As emergency preparedness experts become more adept at predicting the occurrence and effects of disasters, climate-related events are upping the ante. A 2014 National Climate Assessment issued by the U.S. Global Change Research Program reports a steady increase in the intensity, frequency, and duration of hurricanes in the North Atlantic U.S. since the 1980s, and a 2020 study found that the likelihood of a hurricane becoming Category 3 or higher rose over a 40-year span by approximately 8% per decade (see “Billion-Dollar Disasters” below). The number of tornado clusters capable of wreaking widespread destruction is also on the rise.

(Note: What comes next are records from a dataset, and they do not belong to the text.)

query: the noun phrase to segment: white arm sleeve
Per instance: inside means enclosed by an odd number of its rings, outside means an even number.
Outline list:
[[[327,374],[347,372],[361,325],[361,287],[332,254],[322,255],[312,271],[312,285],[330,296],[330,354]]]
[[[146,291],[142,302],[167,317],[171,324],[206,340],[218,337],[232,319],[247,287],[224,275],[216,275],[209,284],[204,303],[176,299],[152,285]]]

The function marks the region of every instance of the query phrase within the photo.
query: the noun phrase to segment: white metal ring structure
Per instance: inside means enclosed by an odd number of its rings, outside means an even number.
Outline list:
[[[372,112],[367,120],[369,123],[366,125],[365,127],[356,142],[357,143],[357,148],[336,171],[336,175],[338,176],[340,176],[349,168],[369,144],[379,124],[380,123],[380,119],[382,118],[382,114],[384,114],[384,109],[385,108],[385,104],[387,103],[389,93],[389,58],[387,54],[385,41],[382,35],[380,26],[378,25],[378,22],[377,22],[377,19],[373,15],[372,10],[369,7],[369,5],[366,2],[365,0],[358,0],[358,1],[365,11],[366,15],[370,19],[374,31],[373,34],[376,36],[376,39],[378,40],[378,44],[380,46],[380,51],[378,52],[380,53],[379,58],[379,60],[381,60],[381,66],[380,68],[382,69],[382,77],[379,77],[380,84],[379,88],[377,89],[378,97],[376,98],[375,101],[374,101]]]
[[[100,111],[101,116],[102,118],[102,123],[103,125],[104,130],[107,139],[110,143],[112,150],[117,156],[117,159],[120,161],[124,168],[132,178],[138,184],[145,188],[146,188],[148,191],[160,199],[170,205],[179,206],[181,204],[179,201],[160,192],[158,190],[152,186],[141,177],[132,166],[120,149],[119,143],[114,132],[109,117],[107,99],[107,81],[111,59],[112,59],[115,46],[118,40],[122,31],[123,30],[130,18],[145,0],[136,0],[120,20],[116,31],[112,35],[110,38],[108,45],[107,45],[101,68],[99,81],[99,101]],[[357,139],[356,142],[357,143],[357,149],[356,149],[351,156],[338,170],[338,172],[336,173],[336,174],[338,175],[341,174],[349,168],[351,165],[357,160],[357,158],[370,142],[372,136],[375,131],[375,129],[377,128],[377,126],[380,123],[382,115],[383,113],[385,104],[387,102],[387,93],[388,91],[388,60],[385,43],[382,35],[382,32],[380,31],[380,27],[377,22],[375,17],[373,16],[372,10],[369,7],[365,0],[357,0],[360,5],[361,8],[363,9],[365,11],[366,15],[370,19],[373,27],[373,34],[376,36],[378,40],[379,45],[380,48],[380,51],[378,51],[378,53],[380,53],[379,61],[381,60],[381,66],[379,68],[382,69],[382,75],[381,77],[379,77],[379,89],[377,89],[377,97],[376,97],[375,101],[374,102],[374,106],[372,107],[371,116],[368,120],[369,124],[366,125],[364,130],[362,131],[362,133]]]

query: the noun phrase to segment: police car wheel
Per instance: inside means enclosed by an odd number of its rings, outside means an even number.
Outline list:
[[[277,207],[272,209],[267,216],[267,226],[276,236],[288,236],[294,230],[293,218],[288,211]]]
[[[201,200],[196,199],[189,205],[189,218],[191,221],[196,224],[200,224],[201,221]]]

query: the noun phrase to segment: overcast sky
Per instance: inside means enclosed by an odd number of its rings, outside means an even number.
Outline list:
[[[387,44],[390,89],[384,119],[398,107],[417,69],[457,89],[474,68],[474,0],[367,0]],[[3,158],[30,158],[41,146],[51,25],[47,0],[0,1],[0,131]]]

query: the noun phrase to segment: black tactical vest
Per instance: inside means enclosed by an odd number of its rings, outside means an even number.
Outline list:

More recently, the COVID-19 pandemic has created an ongoing state of emergency that impacts all health providers, but otolaryngologists in particular. This was especially true in the early months of the outbreak, when so little was known about the virus’ transmission. “There was a report out of Wuhan made available by a group of ENT doctors at Stanford University that documented a sentinel surgical case in which a surgical team performed endoscopic transnasal surgery on a COVID-positive patient,” recalled Daniel W. Nuss, MD, George D. Lyons Professor and chairman of the department of otolaryngology–head and neck surgery at the Louisiana State University (LSU) School of Medicine, New Orleans. “There were 14 support people in the operating room, including the surgeons, and all of them got sick with COVID. Subsequently, in Asia, Iran, and Italy, some of the highest mortality rates from COVID were among ENT doctors. So, this was almost a panic point for otolaryngologists.”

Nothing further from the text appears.